Верный признак хорошей поэзии, когда стихи создают и в восприятии автора некоторую ауру, сквозь которую самые тривиальные черты его биографии и внешности приобретают определенный смысл. Вот и фамилия, и имя – Любовь Соломонова – светятся осмысленным светом любви и мудрости при чтении ее стихов. Ее и цитировать становится все труднее, не хочется рвать внутренние связи стиха – так они глубоки и заметны. И чувство слова все сильнее, а оттого уверенная смелость в соединении разных слов: херувим – девки – грязно – аналойно-святое лицо – суперпрекрасно («Опостылил твой благостный лик…»). И уже на самой поверхности, а не только в глубине слова сияют смыслами.

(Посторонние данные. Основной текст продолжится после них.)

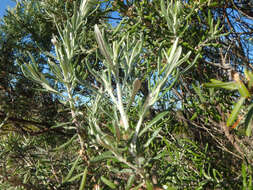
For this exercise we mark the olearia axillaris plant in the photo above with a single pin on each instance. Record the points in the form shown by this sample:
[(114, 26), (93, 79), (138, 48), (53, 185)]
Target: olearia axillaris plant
[(61, 62), (124, 137), (245, 93), (122, 92)]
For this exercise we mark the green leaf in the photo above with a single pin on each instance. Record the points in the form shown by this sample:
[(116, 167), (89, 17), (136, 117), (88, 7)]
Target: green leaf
[(66, 144), (149, 185), (71, 170), (153, 121), (103, 46), (198, 92), (235, 111), (108, 182), (130, 182), (243, 90), (152, 137), (103, 156), (219, 84), (248, 120), (82, 186)]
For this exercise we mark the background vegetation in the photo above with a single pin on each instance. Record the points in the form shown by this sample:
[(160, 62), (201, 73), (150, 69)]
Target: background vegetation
[(112, 94)]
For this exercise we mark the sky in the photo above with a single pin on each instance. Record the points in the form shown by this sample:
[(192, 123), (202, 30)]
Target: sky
[(4, 4)]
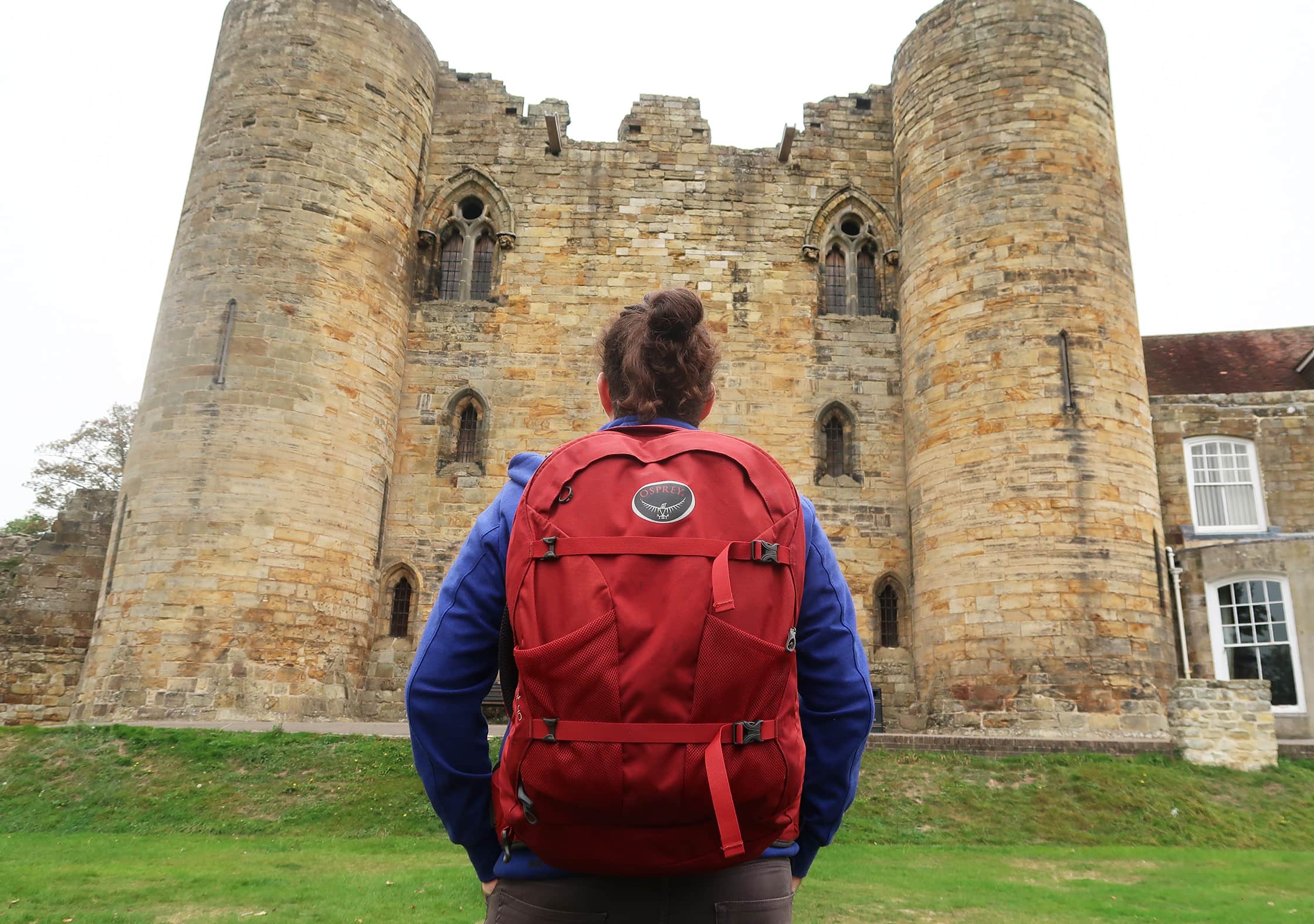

Мне осталось шесть листков,
шесть лучей слепого солнца,
затворенное оконце,
мне осталось шесть листков.
Ах, пореже бы дышать
через чистую бумагу,
пить наваренную брагу
похудеть и оплошать.
Вот бы слово не далось
мне, как конь калеке в руки,
обэстетиться б со скуки,
чаровать туманом фрось.
И изжогу у богов
мудрых вызывать речами.
Дудки! Так живите сами,
мне осталось пять листков.
…Пять страниц стихов Любови Соломоновой и в сборнике «Истоки». Ее стихи без преувеличения сегодня – одно из самых ярких явлений тверской литературы. Не удивительно, что Соломонову заметил и живой классик русской поэзии Юрий Кузнецов.
В поэзии ученики ищут учителей… Поэты не дружат или враждуют, они внимают друг другу, либо разговаривают на разных языках… Именно найти учителя предстоит еще многим из участников «Истоков». В том числе и Максиму Страхову, иначе в реальность не только для него обратятся стихи…
…Пусть я – пятно чернил…
Пусть – я один… Ладно…
Конечно, и, как утверждает Любовь Назарова, «Противиться поэзии грешно…». Но, наверное, это все-таки грех меньший, чем творить поэзию противную12.
Нет судьбы более неблагодарной, чем быть в провинции критиком – жить на одной лестничной площадке с тверским писателем или встречать его прогуливающегося тихим вечером на бульваре Радищева. И нет возможности скрыться… Но ведь критик имеет дело не с авторами, а с завершенными их сочинениями, ему, может быть, даже полезно не иметь с писателем личного знакомства: пишет ведь он, в сущности, не о человеке, не о приятеле или недоброжелателе, а его художественном произведении. …Ибо всякий текст, выйдя из-под пера, уже автору его не принадлежит.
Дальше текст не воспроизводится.